While lock-free approaches may automatically sound like the best way to go, it isn't always the case. My own lock-free dictionary at https://github.com/hackcraft/Ariadne/blob/master/Collections/ThreadSafeDictionary.cs does better than ConcurrentDictionary
's striped locking in some cases, but not as well in many others. Why? Well, for a start ConcurrentDictionary
has almost certainly had more hours put into tuning it than I've been able to give mine yet! Seriously though, making sure a lock-free approach is safe requires logic that costs cycles and memory just the same as any other code.

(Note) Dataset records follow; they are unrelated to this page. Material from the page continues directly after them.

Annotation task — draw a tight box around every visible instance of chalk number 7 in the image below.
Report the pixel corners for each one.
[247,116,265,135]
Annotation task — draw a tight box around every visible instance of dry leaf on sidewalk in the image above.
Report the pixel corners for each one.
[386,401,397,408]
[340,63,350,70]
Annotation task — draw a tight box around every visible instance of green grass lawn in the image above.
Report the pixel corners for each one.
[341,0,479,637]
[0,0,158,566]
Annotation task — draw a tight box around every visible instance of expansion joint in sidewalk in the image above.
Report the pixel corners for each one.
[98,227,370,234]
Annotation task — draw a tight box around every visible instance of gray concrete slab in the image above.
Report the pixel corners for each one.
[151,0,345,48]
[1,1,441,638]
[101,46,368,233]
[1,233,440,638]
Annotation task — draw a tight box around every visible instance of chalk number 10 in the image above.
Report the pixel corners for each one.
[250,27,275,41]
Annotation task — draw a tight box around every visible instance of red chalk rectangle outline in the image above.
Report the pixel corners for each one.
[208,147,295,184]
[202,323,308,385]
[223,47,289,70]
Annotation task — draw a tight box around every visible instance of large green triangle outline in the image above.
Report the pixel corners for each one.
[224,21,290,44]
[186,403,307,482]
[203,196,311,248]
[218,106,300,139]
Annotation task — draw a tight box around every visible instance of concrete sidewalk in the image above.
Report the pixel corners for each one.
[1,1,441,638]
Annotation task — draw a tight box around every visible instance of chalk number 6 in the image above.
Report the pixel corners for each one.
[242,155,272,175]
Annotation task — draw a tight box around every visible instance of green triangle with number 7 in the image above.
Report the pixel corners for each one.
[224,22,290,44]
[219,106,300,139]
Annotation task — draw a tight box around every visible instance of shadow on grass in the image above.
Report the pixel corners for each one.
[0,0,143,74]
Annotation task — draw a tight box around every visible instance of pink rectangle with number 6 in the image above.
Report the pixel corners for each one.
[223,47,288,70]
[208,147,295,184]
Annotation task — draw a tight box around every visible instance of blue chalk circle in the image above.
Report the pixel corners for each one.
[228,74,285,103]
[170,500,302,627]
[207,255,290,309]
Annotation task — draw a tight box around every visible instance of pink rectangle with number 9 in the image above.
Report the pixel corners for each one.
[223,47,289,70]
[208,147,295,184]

Sometimes it outweighs the cost of a lock, and sometimes it doesn't. (Edit: currently, I now beat ConcurrentDictionary
in a wide range of cases, but then the people behind ConcurrentDictioanry
are good, so maybe the balance will return to their favour in more cases with their next update).
Finally though, there's the simple fact that some structures are thread-safe for some operations in and of themselves. int[]
for example is thread-safe in so far as if several threads are reading and writing to and from myIntArray[23]
then while there are a variety of possible results, none of them corrupt the structure and all the reads will see either the initial state, or one of the values that one of the threads were writing. You might though want to use memory barriers to make sure that the reader threads weren't still seeing the initial state long after the last writer was finished due to a stale CPU cache.
Now, what is true of int[]
is also true of object[]
(but note, is not true of an array of a value-type larger than that which the CPU its running on will handle atomically). Since int[]
and object[]
are used internally in some dictionary based classes - Hashtable
and of particular interest here, Cache
being examples - it is possible to construct them in such a way that the structures are naturally threadsafe for single writer threads and multiple reader threads (not for multiple writers, because every now and then a writer has to resize the internal store and that's harder to make threadsafe). This is the case for Hashtable
(IIRC it's also the case for Dictionary<TKey, TValue>
for some types being TKey
and TValue
, but the behaviour is not guaranteed, and most certainly not true for some other types for TKey
and TValue
).
Once you've a structure that is natural thread-safe for multiple readers/single writer then making it thread-safe for multiple readers/multiple writers is a matter of locking on the writes.
End result is, you've got all the benefits of thread-safety, but the costs don't affect readers at all.